3. Lecture de l’Écriture (Rom. Chap. IV). — Il se trouve aujourd’hui que l’Écriture occurrente concorde avec les pensées de la fête. Le lien c’est la circoncision. Saint Paul a montré que la justification ne se produit que par la foi au Christ. Il doit alors répondre de nouveau à une objection des Juifs : la loi et la circoncision n’ont donc aucune valeur ? Il répond : non, la loi n’est qu’un pédagogue dont le rôle est de nous conduire au Christ, elle nous adresse au Christ. “ Supprimons-nous la loi par la foi ? Jamais, mais nous confirmons la loi. ” De cela saint Paul donne une double preuve, en s’appuyant d’abord sur l’histoire d’Abraham (IV, 1-12) puis sur les promesses de Dieu à Abraham (13-25). Dans la première partie, saint Paul montre que la foi d’Abraham s’affirma avant sa circoncision. Il est par conséquent le père de tous les Juifs, circoncis comme des païens incirconcis. “ Si Abraham a été justifié par les œuvres, il a une raison de se glorifier mais pas devant Dieu. Que dit, en effet, l’Écriture ? Abraham crut à Dieu et cela lui fut imputé à justice... De quelle manière cela lui fut-il imputé ? Quand il était déjà circoncis ou bien avant d’être circoncis ? Ce n’est pas en tant que circoncis mais en tant qu’incirconcis. Il reçut le sceau de la circoncision comme signe de la justification de la foi qu’il avait reçue comme incirconcis, afin qu’il fût le père de tous les croyants qui sont incirconcis, afin aussi que la foi leur soit imputée à justice, et le père des circoncis, de ceux qui sont non seulement circoncis mais encore ont imité notre père Abraham dans la foi qu’il avait comme incirconcis. ” 

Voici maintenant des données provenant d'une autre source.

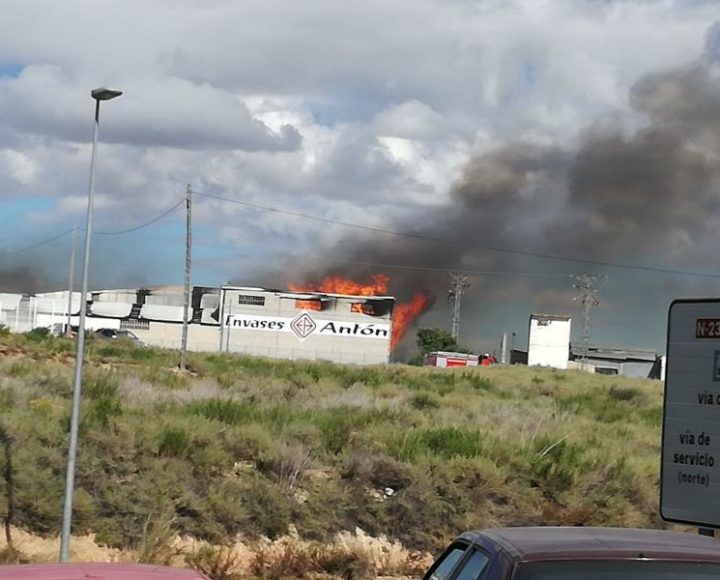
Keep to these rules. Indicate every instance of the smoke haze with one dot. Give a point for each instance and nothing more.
(641, 195)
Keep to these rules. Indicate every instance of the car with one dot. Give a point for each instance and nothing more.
(97, 572)
(567, 553)
(116, 334)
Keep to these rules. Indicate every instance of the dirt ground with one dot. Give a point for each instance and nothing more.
(388, 559)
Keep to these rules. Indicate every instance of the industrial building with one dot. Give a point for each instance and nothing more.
(549, 340)
(644, 364)
(257, 321)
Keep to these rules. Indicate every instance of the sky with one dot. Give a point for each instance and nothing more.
(518, 141)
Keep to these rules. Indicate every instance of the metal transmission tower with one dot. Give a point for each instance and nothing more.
(458, 285)
(588, 286)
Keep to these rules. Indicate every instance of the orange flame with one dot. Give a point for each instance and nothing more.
(403, 314)
(338, 285)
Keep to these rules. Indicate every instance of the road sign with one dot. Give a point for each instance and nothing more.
(690, 473)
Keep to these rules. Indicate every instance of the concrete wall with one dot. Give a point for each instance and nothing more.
(279, 328)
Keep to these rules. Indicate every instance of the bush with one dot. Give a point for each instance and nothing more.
(173, 442)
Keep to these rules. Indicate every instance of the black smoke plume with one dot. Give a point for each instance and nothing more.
(648, 194)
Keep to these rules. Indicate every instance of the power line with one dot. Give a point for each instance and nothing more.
(321, 219)
(459, 271)
(526, 253)
(144, 225)
(119, 232)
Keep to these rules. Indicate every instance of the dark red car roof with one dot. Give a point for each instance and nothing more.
(96, 572)
(548, 543)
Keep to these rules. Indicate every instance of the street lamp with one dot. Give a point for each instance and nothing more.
(99, 94)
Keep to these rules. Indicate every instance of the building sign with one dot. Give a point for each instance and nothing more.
(690, 478)
(303, 326)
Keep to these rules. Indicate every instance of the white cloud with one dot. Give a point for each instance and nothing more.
(357, 112)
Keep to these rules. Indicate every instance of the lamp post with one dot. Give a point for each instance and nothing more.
(99, 94)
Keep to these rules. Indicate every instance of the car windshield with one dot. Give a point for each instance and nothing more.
(617, 570)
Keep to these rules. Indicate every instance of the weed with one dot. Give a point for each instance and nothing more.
(173, 442)
(424, 401)
(219, 563)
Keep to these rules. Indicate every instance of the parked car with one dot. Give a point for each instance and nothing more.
(96, 572)
(577, 553)
(115, 334)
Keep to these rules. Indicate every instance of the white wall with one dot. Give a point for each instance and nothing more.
(549, 342)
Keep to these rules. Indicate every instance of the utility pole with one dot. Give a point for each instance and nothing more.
(188, 263)
(71, 282)
(588, 286)
(458, 285)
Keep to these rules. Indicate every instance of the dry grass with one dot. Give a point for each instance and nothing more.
(234, 450)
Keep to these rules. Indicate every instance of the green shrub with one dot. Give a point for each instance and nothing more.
(37, 334)
(424, 401)
(173, 442)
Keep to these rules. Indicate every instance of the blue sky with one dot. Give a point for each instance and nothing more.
(369, 113)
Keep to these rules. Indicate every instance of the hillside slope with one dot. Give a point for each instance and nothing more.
(245, 446)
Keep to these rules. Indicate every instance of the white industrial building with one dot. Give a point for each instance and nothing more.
(549, 340)
(257, 321)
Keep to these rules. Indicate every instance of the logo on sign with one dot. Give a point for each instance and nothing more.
(707, 328)
(303, 326)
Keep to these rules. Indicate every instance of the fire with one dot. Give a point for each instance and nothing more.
(338, 285)
(403, 314)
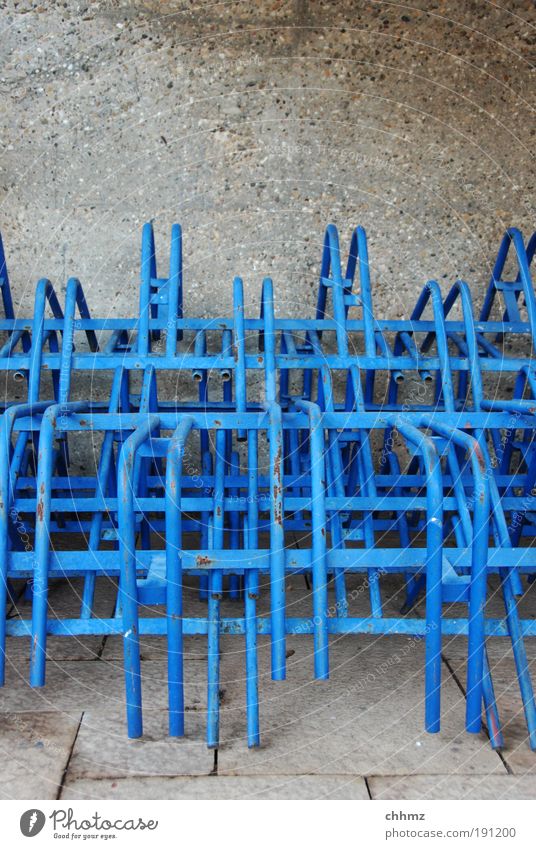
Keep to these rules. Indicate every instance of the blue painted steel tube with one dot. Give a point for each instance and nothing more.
(174, 291)
(239, 341)
(128, 587)
(215, 589)
(42, 535)
(174, 613)
(8, 477)
(318, 510)
(434, 568)
(251, 592)
(478, 587)
(277, 542)
(267, 339)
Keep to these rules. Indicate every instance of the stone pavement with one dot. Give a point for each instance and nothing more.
(359, 735)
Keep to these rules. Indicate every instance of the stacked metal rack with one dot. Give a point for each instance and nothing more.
(435, 487)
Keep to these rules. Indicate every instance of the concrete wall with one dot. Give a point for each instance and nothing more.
(254, 125)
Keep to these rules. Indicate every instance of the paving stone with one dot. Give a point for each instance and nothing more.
(103, 750)
(367, 719)
(221, 787)
(34, 750)
(454, 787)
(517, 752)
(96, 686)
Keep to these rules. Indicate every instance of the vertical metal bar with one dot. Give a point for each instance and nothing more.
(128, 585)
(174, 460)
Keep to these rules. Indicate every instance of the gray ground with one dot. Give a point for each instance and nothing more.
(254, 125)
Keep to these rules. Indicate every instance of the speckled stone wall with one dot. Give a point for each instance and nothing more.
(254, 125)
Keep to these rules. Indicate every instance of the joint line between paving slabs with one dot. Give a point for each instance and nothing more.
(69, 756)
(462, 688)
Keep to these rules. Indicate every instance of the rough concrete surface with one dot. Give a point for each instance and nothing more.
(254, 125)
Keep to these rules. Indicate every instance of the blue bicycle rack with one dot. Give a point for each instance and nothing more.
(433, 483)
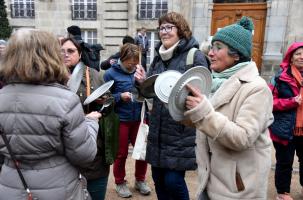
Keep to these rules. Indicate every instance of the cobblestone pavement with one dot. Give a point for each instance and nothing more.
(191, 178)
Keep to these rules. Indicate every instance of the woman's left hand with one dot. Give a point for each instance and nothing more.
(194, 98)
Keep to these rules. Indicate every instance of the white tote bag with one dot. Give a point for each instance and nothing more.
(139, 150)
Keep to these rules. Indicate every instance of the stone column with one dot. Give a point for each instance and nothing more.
(202, 13)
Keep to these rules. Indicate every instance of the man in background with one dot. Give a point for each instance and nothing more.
(106, 64)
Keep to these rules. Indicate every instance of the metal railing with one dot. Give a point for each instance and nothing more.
(151, 11)
(84, 12)
(22, 10)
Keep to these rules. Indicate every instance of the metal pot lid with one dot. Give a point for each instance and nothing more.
(147, 87)
(76, 77)
(200, 78)
(165, 83)
(98, 92)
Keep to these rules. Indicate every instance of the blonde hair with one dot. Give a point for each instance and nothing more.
(33, 56)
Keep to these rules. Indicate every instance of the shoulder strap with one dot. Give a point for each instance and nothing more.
(190, 56)
(15, 163)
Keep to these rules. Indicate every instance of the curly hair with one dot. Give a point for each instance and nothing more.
(33, 56)
(179, 21)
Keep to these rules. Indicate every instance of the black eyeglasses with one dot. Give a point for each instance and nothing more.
(217, 47)
(167, 29)
(68, 51)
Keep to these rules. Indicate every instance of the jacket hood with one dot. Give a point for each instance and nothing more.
(184, 45)
(286, 61)
(118, 67)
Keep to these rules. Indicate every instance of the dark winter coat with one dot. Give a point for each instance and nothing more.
(124, 82)
(171, 144)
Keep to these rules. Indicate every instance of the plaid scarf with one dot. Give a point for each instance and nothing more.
(299, 117)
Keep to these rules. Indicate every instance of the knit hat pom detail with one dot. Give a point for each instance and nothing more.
(246, 23)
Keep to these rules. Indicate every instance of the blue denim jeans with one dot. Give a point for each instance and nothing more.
(97, 188)
(284, 161)
(170, 184)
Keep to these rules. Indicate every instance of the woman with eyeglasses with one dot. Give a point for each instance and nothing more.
(43, 121)
(171, 145)
(233, 143)
(129, 111)
(96, 172)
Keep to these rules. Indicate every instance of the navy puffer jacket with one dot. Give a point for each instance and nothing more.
(124, 82)
(171, 144)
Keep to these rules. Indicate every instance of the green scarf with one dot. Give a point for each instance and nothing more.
(219, 78)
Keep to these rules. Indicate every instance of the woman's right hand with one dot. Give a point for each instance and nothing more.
(140, 75)
(94, 115)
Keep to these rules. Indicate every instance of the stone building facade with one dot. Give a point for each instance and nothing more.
(107, 21)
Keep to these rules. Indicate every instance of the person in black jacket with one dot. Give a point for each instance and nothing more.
(171, 145)
(106, 64)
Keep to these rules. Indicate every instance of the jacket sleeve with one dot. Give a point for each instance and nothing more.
(250, 121)
(200, 59)
(79, 135)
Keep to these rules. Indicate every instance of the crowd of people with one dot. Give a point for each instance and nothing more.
(55, 146)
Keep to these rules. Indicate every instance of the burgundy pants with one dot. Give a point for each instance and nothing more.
(127, 132)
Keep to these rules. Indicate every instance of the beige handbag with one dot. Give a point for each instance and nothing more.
(139, 150)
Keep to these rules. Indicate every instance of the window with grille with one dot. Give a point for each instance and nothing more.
(22, 9)
(89, 36)
(151, 9)
(84, 10)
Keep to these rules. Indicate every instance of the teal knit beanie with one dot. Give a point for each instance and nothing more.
(238, 36)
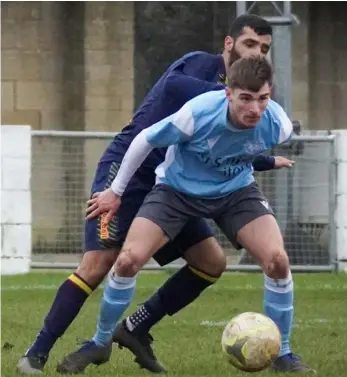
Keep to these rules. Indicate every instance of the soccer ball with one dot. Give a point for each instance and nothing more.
(251, 341)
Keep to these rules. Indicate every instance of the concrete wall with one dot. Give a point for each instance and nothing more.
(84, 65)
(65, 66)
(15, 199)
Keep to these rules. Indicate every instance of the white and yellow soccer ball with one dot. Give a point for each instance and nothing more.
(251, 341)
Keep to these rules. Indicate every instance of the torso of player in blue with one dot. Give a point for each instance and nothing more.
(208, 157)
(168, 95)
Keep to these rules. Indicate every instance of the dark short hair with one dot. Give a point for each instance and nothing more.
(250, 73)
(256, 23)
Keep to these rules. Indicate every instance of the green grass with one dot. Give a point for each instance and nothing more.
(183, 344)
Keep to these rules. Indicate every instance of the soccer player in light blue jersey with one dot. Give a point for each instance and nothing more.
(208, 173)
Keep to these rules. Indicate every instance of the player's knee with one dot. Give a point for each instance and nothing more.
(128, 263)
(95, 265)
(277, 266)
(211, 267)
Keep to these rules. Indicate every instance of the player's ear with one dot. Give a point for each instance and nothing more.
(228, 43)
(228, 93)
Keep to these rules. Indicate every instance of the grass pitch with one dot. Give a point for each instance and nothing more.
(188, 343)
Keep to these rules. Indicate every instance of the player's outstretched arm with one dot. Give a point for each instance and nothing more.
(265, 163)
(172, 130)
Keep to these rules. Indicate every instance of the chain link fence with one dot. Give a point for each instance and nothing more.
(303, 199)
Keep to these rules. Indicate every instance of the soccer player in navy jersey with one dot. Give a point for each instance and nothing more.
(188, 77)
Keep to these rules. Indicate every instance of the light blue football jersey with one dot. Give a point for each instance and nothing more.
(207, 157)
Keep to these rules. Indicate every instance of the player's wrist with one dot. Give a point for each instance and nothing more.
(117, 189)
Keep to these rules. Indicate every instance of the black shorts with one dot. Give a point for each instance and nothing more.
(172, 210)
(98, 236)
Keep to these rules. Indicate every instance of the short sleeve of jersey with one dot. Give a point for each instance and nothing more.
(174, 129)
(281, 119)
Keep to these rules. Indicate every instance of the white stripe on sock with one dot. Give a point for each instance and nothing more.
(279, 285)
(119, 282)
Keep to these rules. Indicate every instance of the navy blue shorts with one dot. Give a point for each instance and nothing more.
(98, 236)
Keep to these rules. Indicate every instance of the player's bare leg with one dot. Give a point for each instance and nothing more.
(205, 264)
(144, 238)
(69, 299)
(263, 239)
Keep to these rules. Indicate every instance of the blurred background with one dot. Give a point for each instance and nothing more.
(86, 66)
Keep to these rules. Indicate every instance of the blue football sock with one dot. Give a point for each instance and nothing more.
(278, 305)
(118, 293)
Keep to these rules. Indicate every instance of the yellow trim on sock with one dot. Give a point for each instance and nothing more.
(80, 283)
(203, 275)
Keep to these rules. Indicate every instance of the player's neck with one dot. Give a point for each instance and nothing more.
(226, 58)
(234, 123)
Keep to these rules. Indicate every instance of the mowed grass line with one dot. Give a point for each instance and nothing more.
(184, 345)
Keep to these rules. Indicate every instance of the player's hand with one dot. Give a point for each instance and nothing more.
(103, 202)
(282, 162)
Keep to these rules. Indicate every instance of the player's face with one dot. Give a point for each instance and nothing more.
(249, 43)
(247, 107)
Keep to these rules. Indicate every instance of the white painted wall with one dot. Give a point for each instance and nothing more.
(15, 199)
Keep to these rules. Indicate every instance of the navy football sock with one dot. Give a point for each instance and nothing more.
(68, 301)
(177, 292)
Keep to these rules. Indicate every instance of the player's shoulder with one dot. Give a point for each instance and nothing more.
(275, 111)
(199, 56)
(208, 101)
(276, 115)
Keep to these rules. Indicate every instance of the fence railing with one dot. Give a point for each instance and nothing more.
(303, 199)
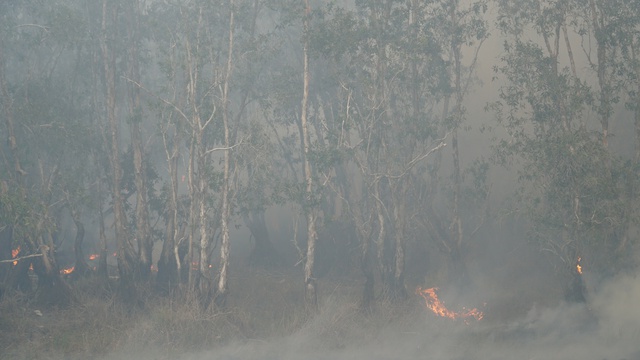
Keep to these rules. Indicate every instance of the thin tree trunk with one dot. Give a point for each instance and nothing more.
(124, 251)
(143, 228)
(223, 280)
(311, 297)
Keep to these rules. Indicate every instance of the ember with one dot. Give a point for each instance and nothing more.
(434, 304)
(67, 271)
(14, 254)
(578, 266)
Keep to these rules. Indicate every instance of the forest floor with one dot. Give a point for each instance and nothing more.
(265, 319)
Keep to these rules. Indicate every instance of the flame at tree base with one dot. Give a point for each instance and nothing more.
(434, 304)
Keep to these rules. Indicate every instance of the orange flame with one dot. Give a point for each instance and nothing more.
(14, 254)
(434, 304)
(67, 271)
(578, 266)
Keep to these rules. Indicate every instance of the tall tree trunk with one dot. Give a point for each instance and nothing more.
(223, 280)
(124, 250)
(263, 252)
(167, 264)
(311, 296)
(143, 228)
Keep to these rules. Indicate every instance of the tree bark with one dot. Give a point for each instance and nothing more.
(311, 297)
(223, 279)
(143, 228)
(124, 250)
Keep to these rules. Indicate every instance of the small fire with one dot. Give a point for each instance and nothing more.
(14, 254)
(434, 304)
(578, 266)
(67, 271)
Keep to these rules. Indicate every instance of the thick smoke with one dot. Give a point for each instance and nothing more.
(606, 327)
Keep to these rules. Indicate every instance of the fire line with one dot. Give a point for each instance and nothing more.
(434, 304)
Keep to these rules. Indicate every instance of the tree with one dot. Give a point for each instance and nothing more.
(572, 183)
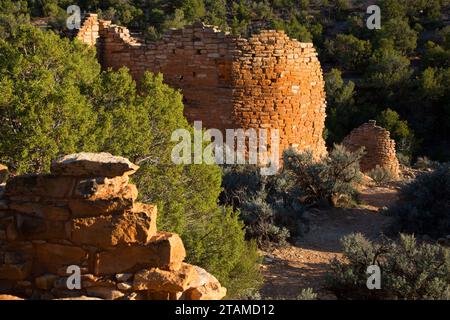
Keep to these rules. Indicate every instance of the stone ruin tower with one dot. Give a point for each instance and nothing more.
(379, 147)
(268, 81)
(84, 213)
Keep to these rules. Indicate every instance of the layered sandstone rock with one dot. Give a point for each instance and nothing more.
(3, 173)
(266, 82)
(84, 213)
(379, 147)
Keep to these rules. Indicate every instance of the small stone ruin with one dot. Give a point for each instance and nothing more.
(84, 214)
(379, 147)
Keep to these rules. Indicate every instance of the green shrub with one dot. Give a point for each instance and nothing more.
(268, 204)
(381, 175)
(259, 218)
(330, 180)
(408, 270)
(424, 205)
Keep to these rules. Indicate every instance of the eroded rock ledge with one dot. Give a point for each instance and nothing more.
(85, 213)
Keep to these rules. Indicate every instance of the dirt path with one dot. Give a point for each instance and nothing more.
(289, 270)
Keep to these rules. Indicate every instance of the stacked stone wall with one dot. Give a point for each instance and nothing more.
(378, 145)
(268, 81)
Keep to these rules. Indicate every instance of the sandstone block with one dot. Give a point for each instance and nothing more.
(163, 280)
(3, 173)
(45, 282)
(137, 225)
(50, 257)
(205, 287)
(104, 293)
(87, 164)
(34, 228)
(164, 250)
(100, 204)
(47, 212)
(45, 185)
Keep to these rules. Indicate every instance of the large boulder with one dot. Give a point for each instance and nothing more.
(164, 250)
(205, 287)
(163, 280)
(137, 225)
(87, 164)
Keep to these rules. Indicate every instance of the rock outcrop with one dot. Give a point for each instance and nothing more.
(379, 147)
(84, 214)
(3, 173)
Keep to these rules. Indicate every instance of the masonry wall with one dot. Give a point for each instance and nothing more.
(379, 147)
(268, 81)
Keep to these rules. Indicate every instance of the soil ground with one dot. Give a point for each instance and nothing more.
(304, 265)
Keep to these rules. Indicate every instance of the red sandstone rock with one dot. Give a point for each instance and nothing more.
(50, 257)
(46, 185)
(379, 147)
(163, 250)
(162, 280)
(47, 212)
(49, 222)
(100, 204)
(93, 165)
(45, 282)
(104, 293)
(206, 287)
(266, 81)
(134, 226)
(3, 173)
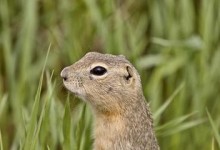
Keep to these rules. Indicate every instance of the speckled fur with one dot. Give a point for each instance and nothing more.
(122, 116)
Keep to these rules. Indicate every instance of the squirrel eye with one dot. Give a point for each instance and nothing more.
(98, 71)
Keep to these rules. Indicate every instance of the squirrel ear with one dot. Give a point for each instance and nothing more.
(129, 74)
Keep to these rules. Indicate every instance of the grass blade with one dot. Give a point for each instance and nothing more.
(214, 128)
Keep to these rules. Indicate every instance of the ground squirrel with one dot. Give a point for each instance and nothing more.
(112, 86)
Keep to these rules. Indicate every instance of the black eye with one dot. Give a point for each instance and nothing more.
(98, 71)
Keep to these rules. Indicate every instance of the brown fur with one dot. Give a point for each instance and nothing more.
(122, 116)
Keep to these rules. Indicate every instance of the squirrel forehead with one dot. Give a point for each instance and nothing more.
(108, 59)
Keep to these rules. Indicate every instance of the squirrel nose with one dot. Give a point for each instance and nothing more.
(64, 74)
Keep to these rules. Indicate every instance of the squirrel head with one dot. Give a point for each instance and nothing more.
(106, 81)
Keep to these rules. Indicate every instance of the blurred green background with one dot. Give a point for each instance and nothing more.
(174, 44)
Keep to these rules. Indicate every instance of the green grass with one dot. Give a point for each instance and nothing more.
(174, 45)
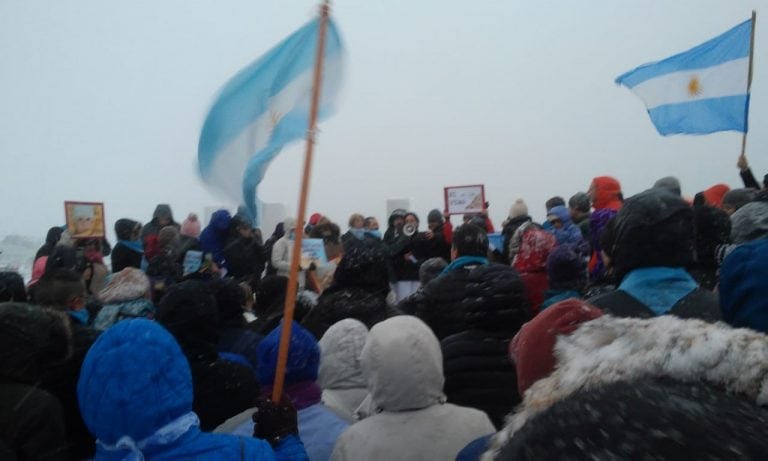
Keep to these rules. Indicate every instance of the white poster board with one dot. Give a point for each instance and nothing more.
(465, 199)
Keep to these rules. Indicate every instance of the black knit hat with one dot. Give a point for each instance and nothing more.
(470, 240)
(653, 228)
(566, 269)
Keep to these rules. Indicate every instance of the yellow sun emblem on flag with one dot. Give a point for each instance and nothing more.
(694, 87)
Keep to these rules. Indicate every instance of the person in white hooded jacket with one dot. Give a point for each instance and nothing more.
(341, 376)
(282, 251)
(403, 364)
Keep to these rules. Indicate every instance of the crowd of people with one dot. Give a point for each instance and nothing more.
(620, 327)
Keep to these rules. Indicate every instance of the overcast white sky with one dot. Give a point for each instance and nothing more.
(103, 100)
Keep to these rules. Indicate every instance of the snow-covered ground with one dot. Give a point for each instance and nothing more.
(17, 253)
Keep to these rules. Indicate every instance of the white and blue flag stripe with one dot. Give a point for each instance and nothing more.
(264, 107)
(700, 91)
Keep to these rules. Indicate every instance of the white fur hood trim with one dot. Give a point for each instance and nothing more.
(609, 349)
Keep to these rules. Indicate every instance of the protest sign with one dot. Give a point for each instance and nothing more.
(464, 199)
(313, 251)
(84, 219)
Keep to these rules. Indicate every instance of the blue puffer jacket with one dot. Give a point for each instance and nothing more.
(134, 382)
(743, 289)
(569, 233)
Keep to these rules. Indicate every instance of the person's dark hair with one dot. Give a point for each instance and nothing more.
(411, 213)
(368, 221)
(12, 287)
(580, 202)
(653, 228)
(189, 311)
(229, 299)
(553, 202)
(58, 287)
(430, 269)
(470, 240)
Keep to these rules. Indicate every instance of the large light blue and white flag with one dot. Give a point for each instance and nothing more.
(699, 91)
(262, 108)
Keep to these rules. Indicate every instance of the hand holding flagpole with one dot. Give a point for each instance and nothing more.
(290, 298)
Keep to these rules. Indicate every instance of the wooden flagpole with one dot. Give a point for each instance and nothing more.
(749, 77)
(290, 296)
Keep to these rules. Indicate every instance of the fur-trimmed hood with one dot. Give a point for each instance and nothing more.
(608, 349)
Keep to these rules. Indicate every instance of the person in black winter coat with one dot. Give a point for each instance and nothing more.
(244, 252)
(163, 216)
(654, 419)
(475, 308)
(222, 389)
(359, 291)
(64, 290)
(518, 215)
(269, 244)
(31, 419)
(470, 293)
(12, 288)
(601, 387)
(128, 251)
(651, 242)
(51, 239)
(234, 337)
(270, 304)
(405, 252)
(712, 228)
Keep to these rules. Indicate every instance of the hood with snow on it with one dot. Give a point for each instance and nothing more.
(560, 212)
(126, 285)
(403, 363)
(340, 349)
(31, 339)
(749, 222)
(609, 350)
(134, 380)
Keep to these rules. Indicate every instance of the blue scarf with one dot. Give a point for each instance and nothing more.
(134, 245)
(462, 261)
(659, 288)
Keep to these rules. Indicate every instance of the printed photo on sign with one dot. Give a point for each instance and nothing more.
(84, 219)
(192, 261)
(464, 199)
(313, 251)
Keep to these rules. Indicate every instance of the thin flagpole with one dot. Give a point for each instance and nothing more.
(749, 76)
(290, 297)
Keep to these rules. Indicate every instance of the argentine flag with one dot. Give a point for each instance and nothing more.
(262, 108)
(699, 91)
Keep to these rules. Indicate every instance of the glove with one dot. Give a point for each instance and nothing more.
(275, 422)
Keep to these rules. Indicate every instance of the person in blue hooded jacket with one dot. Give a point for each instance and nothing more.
(142, 409)
(562, 227)
(743, 290)
(319, 427)
(214, 236)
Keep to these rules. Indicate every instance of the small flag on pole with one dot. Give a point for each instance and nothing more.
(700, 91)
(262, 108)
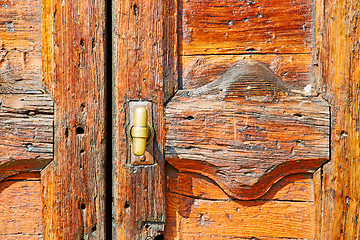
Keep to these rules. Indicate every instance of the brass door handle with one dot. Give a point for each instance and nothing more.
(141, 133)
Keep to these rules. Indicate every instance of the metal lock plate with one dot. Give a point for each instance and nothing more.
(147, 158)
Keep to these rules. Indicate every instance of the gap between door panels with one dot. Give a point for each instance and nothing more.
(109, 119)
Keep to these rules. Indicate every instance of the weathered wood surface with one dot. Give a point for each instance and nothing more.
(20, 25)
(294, 70)
(246, 130)
(290, 198)
(73, 184)
(20, 207)
(26, 133)
(296, 187)
(338, 51)
(238, 27)
(189, 218)
(145, 58)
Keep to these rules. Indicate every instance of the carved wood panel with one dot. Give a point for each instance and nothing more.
(246, 130)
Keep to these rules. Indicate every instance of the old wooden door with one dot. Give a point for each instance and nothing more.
(255, 106)
(260, 127)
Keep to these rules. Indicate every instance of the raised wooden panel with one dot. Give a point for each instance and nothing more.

Dans la seconde partie, saint Paul prouve la foi d’Abraham par la promesse que Dieu lui fit qu’il serait le père de beaucoup de peuples. Cette foi est d’autant plus brillante chez lui que cette promesse lui fut faite avant la naissance d’Isaac. “ Il est écrit : je l’ai établi père de nombreux peuples, car il a cru à Dieu qui réveille les morts à la vie et appelle à l’existence ceux qui ne sont pas. Contre toute espérance, il a eu une foi pleine d’espérance qu’il serait le père de nombreux peuples d’après la parole : Ainsi sera ta descendance. Et il ne fut pas faible dans la foi en considérant son corps déjà mort — il avait pourtant près de cent ans — et le sein déjà mort de Sara. Aux promesses de Dieu, il n’opposa pas le doute et l’incrédulité, mais il fut fort dans la foi, rendant honneur à Dieu. Il était persuadé que Dieu est assez fort pour accomplir ses promesses. C’est pourquoi cela lui fut imputé à justice. ” 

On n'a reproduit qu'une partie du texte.